在此情況下,我們需要思考的是未來如何能夠將清潔能源輸送給需要的地方。畢竟清潔能源沒有辦法實現像電網一樣的輸送模式,這時候就需要分子化的儲能方式來存儲并運輸這些清潔能源,此時氫能源就能夠大展身手。
問題2:氫能源之于交通運輸,到底是陽春白雪的“香檳”,還是尋常可見的“水”?
海德:首先,我們并不會決定分子式儲能的清潔能源或是電網輸送的電力最終會流向哪里,決定最終應用的始終是市場。從市場的角度上來看,氫能源不僅僅是需要特殊呵護的嬌貴香檳,更是如水一般貫通諸多核心領域的必要能源。如果未來不使用合成燃料,我們就無法坐飛機長途旅行,而氫能是制造合成燃料的基礎;如果未來要實現更加綠色的海運,那么就需要甲醇、氨等脫碳燃料,而氫能也是生產這些脫碳燃料的前提。與長途飛行和航運相似,重型運輸也是氫能源未來應用的核心領域之一。
問題3:對于卡車運輸來說,氫能源是否有些貴?
杜墨:可能還是會有些人覺得長途空運和航運當中應用氫能源是“香檳”一樣的應用領域,而在卡車這個行業,從普通人的視角來看,在每天的運輸當中使用氫能源會不會有些過于昂貴?

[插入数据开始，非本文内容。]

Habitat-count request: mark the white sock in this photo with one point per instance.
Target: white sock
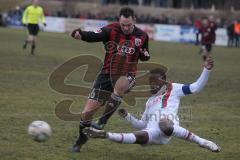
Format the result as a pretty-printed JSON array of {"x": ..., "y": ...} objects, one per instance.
[
  {"x": 128, "y": 138},
  {"x": 183, "y": 133}
]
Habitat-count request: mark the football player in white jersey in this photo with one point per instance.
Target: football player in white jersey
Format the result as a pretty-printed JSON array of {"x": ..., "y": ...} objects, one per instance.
[{"x": 159, "y": 121}]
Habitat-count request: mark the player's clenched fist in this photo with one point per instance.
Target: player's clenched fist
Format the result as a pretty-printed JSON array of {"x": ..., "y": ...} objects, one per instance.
[
  {"x": 76, "y": 33},
  {"x": 208, "y": 63},
  {"x": 122, "y": 112},
  {"x": 145, "y": 52}
]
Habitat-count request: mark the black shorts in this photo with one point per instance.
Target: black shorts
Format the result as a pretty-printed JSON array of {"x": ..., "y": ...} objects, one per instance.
[
  {"x": 207, "y": 48},
  {"x": 33, "y": 29},
  {"x": 103, "y": 87}
]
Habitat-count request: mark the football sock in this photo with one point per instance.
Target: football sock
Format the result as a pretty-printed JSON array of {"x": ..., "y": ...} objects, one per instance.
[
  {"x": 111, "y": 107},
  {"x": 183, "y": 133},
  {"x": 128, "y": 138},
  {"x": 82, "y": 137},
  {"x": 33, "y": 48}
]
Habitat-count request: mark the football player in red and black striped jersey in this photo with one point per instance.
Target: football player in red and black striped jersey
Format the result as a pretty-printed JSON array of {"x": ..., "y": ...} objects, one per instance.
[{"x": 125, "y": 45}]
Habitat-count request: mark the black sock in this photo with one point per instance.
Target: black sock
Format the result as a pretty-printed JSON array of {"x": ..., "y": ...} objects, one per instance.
[
  {"x": 82, "y": 137},
  {"x": 111, "y": 107}
]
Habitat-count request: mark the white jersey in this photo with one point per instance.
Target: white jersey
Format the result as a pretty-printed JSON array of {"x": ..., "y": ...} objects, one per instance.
[{"x": 164, "y": 105}]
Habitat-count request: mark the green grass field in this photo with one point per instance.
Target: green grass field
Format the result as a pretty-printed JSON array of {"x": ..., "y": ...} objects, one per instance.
[{"x": 25, "y": 96}]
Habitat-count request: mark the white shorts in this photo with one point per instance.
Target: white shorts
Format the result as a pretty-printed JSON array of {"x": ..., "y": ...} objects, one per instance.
[{"x": 156, "y": 136}]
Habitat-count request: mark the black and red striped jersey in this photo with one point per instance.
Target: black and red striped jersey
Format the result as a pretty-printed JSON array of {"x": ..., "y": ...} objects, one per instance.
[{"x": 122, "y": 51}]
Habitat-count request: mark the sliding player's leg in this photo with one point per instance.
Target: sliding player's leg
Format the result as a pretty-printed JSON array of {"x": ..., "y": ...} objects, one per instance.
[
  {"x": 122, "y": 85},
  {"x": 86, "y": 118},
  {"x": 139, "y": 137}
]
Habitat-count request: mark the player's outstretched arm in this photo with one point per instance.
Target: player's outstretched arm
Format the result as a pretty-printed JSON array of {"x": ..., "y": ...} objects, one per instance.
[
  {"x": 89, "y": 36},
  {"x": 136, "y": 123},
  {"x": 202, "y": 80}
]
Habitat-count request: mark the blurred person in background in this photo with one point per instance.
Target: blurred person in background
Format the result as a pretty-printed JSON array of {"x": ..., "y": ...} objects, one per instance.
[
  {"x": 208, "y": 36},
  {"x": 237, "y": 33},
  {"x": 230, "y": 33},
  {"x": 31, "y": 16},
  {"x": 198, "y": 26}
]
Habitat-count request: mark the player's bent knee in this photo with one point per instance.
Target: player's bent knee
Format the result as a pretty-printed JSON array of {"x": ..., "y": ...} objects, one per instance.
[
  {"x": 166, "y": 126},
  {"x": 121, "y": 85},
  {"x": 141, "y": 137}
]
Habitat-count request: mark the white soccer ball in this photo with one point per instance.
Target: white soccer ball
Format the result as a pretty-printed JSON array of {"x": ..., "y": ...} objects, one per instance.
[{"x": 39, "y": 130}]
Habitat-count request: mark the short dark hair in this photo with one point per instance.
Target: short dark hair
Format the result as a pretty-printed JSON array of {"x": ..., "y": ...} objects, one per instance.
[
  {"x": 126, "y": 12},
  {"x": 159, "y": 71}
]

海德:首先,如果是橫向對比其他的技術來講,氫能源確實是目前最昂貴的選擇,但主要因為我們總是在有限的地域之內進行對比。本來像歐洲這些地方的可再生能源就是昂貴的,那無論怎樣比較都不會有任何的成本優勢。
如果我們把范圍放大,放眼于歐洲以外一些氫能源成本更低的區域,譬如中東、印度和澳大利亞等地區,或許它就不是最昂貴的選擇了。然而,除了成本更低的區域,我們還需要建立全球性的基礎設施來保障氫能源的流通。
問題4:比起其他清潔能源轉化,氫能源是否效率過低?
杜墨:當前,有一些人不看好氫能源是因為它能源效率太低,直接從太陽能電池板發電,總是比先生產氫能源,然后再用氫能源發電的效率更高。
海德:確實,直接用太陽能發電的效率能超過95%,但問題是我們不是隨時隨地都能采用這種辦法。在某些場景中,你可以用電池解決這個問題,比如城市交通和家庭取暖。如果脫離這些場景,氫能源所帶來的好處則遠遠大于能源轉化過程中所產生的損耗。
杜墨:的確,能源效率的轉化也在于如何使用能源。如果我使用氫能源來生產電力為電池充電,可能造成的能源損耗較大,實現的效率轉化較低;但這是否意味著我需要通過直接在汽車或卡車當中燃燒氫燃料或是將其轉化為電能驅動出行呢。
問題5:氫能源到底有多“綠”?
海德:我也會經常問自己這個問題。也許是因為我們習慣于電氣化的生活,有些人認為電力與氫能源是對立的,在我看來這個是完全錯誤的。它們是相輔相成,一個是電子級的清潔,一個是分子級的清潔。比起用各種顏色(比如綠色或藍色)來冠名,我更喜歡“清潔”這個術語,因為它更加貼切地描述了氫能源生產過程的低碳性。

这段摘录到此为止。